Error correction: The system is designed to improve scalability and performance by integrating error detection directly into the qubit architecture, paving the way for fault-tolerant quantum computing without the need for scaling techniques. scaled by brute force.

Integration: It completes a complete quantum computing system that includes cloud services, software development kit (SDK), and simulators.

Performance: The dual-rail qubit approach focuses on high fidelity and efficiency per qubit, with the goal of achieving better results with fewer qubits compared to traditional scaling methods.

Application: This hardware is used by enterprise customers to develop and test quantum algorithms, highlighting its use in exploring quantum use cases across various industries.

Brian Wang is a futurist thought leader and popular science blogger with 1 million monthly readers. His blog Nextbigfuture.com is ranked #1 science news blog. It covers many disruptive technologies and trends, including space, robotics, artificial intelligence, medicine, anti-aging biotechnology and nanotechnology.

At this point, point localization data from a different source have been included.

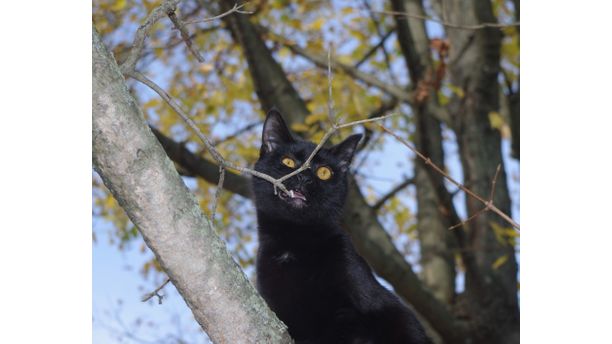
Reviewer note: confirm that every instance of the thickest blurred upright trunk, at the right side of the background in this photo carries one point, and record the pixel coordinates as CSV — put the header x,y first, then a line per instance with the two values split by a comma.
x,y
476,71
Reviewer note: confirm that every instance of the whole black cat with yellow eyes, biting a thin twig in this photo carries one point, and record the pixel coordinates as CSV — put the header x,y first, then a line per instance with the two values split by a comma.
x,y
307,268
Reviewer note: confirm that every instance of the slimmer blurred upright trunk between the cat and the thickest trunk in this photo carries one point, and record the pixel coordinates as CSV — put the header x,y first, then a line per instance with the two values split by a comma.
x,y
434,238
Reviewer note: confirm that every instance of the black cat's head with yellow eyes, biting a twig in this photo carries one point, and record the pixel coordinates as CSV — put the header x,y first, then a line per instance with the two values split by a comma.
x,y
317,193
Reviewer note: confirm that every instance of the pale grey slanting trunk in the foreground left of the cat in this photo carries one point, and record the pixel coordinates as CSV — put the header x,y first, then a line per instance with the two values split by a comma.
x,y
140,176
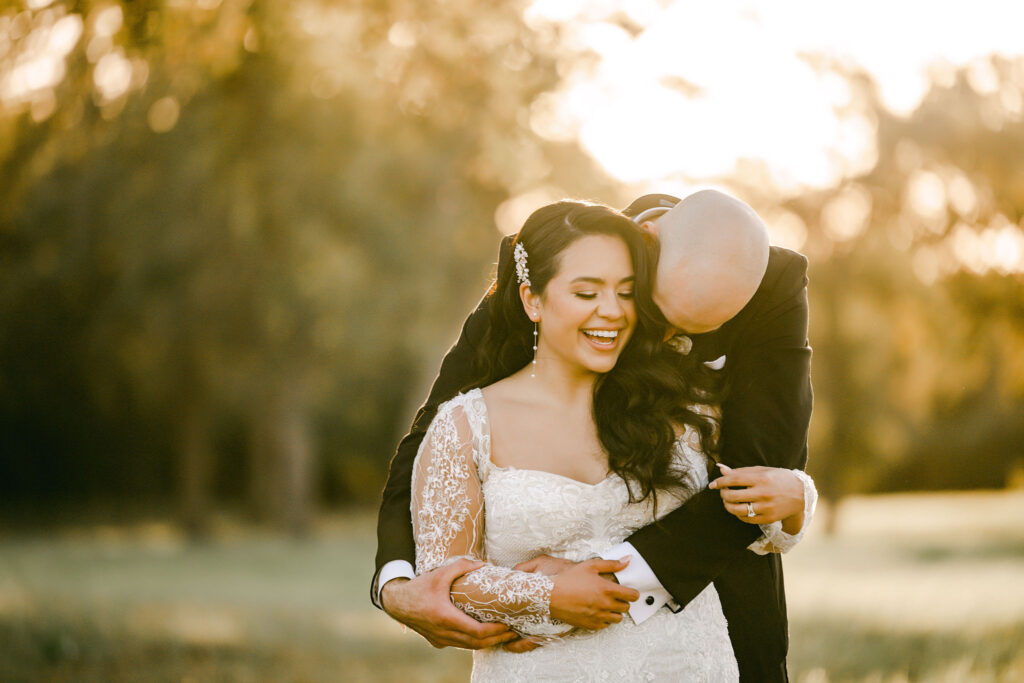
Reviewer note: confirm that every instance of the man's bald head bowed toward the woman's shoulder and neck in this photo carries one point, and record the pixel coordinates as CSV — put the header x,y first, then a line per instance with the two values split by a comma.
x,y
714,252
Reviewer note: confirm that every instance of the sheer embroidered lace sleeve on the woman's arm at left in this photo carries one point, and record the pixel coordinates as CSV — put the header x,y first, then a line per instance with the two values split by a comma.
x,y
448,524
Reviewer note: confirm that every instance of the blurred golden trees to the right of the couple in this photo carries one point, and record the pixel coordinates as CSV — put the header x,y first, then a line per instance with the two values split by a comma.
x,y
916,314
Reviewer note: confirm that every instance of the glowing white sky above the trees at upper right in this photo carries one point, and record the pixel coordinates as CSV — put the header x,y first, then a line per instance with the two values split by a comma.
x,y
755,98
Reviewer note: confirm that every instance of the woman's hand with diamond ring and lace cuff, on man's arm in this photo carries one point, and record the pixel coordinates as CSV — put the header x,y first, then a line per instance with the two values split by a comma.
x,y
783,502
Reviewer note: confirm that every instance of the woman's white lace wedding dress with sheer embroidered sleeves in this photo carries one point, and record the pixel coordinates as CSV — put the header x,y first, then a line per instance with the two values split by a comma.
x,y
465,506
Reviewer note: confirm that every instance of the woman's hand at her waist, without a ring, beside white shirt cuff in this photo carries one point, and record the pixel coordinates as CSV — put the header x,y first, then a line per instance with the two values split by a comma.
x,y
584,599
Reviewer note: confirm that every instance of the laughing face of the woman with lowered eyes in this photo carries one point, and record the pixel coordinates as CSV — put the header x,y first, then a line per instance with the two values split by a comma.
x,y
587,313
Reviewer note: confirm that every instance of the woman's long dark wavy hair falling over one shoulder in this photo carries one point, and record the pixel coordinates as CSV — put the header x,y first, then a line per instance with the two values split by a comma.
x,y
638,405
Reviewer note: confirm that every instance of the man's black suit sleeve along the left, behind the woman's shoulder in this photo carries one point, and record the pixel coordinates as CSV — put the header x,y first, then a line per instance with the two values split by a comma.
x,y
395,531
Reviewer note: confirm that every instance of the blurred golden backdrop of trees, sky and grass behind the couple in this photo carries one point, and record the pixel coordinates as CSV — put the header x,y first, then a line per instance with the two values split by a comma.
x,y
238,236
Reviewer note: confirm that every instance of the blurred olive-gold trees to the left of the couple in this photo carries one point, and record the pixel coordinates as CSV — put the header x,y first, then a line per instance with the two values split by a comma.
x,y
257,214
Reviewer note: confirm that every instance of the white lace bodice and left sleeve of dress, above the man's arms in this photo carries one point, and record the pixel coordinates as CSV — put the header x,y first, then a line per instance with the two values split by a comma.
x,y
529,513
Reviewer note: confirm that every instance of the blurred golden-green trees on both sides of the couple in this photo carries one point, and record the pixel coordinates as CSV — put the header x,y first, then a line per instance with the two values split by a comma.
x,y
237,237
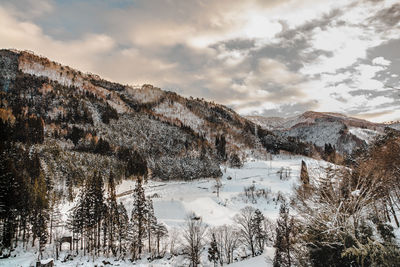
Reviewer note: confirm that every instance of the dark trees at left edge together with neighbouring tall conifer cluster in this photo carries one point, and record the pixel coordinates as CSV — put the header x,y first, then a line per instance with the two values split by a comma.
x,y
99,225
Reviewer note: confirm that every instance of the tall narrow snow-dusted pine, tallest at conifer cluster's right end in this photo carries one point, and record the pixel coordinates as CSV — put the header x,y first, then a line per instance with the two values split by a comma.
x,y
139,216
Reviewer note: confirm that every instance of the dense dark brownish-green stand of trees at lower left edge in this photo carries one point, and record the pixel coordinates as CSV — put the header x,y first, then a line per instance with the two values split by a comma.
x,y
25,199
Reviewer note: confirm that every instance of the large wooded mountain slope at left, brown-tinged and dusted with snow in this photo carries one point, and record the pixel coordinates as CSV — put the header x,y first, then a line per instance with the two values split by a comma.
x,y
71,124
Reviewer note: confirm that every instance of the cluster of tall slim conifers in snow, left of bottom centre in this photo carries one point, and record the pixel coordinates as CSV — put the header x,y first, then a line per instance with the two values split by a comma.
x,y
101,226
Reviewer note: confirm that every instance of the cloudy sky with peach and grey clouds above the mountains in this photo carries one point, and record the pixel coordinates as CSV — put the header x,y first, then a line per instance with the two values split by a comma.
x,y
265,57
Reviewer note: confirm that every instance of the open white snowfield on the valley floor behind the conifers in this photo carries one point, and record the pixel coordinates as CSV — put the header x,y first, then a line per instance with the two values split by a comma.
x,y
177,198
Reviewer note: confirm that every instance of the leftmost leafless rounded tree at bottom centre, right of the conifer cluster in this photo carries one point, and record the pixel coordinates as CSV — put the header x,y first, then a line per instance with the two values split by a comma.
x,y
193,234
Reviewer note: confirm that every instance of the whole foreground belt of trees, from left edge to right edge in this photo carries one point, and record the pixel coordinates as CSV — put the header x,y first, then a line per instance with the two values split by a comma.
x,y
346,216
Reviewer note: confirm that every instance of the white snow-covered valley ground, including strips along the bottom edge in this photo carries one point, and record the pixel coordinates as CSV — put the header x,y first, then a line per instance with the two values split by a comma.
x,y
174,200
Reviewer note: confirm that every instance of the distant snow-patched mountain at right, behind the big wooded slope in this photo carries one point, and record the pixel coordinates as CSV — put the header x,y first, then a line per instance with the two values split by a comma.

Known for identifying cutting-edge technologies, he is currently a startup co-founder and fundraiser for high-potential early-stage companies. He is head of research for allocations for deep technology investments and an angel investor at Space Angels.

A frequent corporate speaker, he has been a TEDx speaker, a speaker at Singularity University, and a guest on numerous radio and podcast interviews. He is open to public speaking and consulting assignments.